You are viewing a plain text version of this content. The canonical link for it is here.
Posted to commits@kafka.apache.org by jg...@apache.org on 2020/10/14 01:08:20 UTC

[kafka] branch 2.7 updated: KAFKA-10521; Skip partition watch registration when `AlterIsr` is expected (#9353)

This is an automated email from the ASF dual-hosted git repository.
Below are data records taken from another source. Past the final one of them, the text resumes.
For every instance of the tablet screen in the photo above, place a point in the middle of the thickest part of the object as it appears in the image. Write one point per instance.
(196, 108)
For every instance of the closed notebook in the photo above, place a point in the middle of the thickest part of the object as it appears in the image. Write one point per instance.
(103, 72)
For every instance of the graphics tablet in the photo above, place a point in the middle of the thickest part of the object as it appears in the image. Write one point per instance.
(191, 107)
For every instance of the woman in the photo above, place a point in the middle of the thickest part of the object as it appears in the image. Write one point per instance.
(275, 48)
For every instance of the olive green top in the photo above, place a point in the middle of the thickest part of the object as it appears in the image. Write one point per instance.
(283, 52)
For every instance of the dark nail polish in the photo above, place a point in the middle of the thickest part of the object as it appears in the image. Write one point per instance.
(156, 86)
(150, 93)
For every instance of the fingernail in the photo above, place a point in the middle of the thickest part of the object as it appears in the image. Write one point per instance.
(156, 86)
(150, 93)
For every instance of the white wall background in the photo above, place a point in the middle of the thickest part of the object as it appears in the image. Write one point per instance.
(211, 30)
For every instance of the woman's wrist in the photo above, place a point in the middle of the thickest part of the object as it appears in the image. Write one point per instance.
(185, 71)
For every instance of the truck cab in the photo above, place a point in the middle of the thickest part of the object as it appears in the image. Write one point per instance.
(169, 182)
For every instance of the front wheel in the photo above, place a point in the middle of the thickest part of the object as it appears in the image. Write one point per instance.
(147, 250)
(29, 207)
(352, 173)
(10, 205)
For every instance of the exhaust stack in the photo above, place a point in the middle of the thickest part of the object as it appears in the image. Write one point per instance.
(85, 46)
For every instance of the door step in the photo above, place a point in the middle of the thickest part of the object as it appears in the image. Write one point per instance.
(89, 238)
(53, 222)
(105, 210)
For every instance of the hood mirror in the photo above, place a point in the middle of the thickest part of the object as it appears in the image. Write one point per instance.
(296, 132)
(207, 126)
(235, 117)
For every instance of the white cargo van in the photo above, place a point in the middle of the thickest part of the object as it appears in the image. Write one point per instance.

jgus pushed a commit to branch 2.7
in repository https://gitbox.apache.org/repos/asf/kafka.git


The following commit(s) were added to refs/heads/2.7 by this push:
     new 63c8919  KAFKA-10521; Skip partition watch registration when `AlterIsr` is expected (#9353)
63c8919 is described below

commit 63c891935d2b7a150a088942803a28fec7b29f94
Author: Jason Gustafson <ja...@confluent.io>
AuthorDate: Tue Oct 13 17:53:47 2020 -0700

    KAFKA-10521; Skip partition watch registration when `AlterIsr` is expected (#9353)
    
    Before `AlterIsr` which was introduced in KIP-497, the controller would register watches in Zookeeper for each reassigning partition so that it could be notified immediately when the ISR was expanded and the reassignment could be completed. This notification is not needed with the latest IBP when `AlterIsr` is enabled because the controller will execute all ISR changes itself.
    
    There is one subtle detail. If we are in the middle of a roll in order to bump the IBP, then it is possible for the controller to be on the latest IBP while some of the brokers are still on the older one. In this case, the brokers on the older IBP will not send `AlterIsr`, but we can still rely on the delayed notification through the `isr_notifications` path to complete reassignments. This seems like a reasonable tradeoff since it should be a short window before the roll is completed.
    
    Reviewers: David Jacot <dj...@confluent.io>, Jun Rao <ju...@gmail.com>
---
 .../scala/kafka/controller/KafkaController.scala   | 65 +++++++++++++-----
 .../main/scala/kafka/server/ReplicaManager.scala   | 36 +++++++---
 .../admin/ReassignPartitionsIntegrationTest.scala  | 78 +++++++++++++++++-----
 3 files changed, 139 insertions(+), 40 deletions(-)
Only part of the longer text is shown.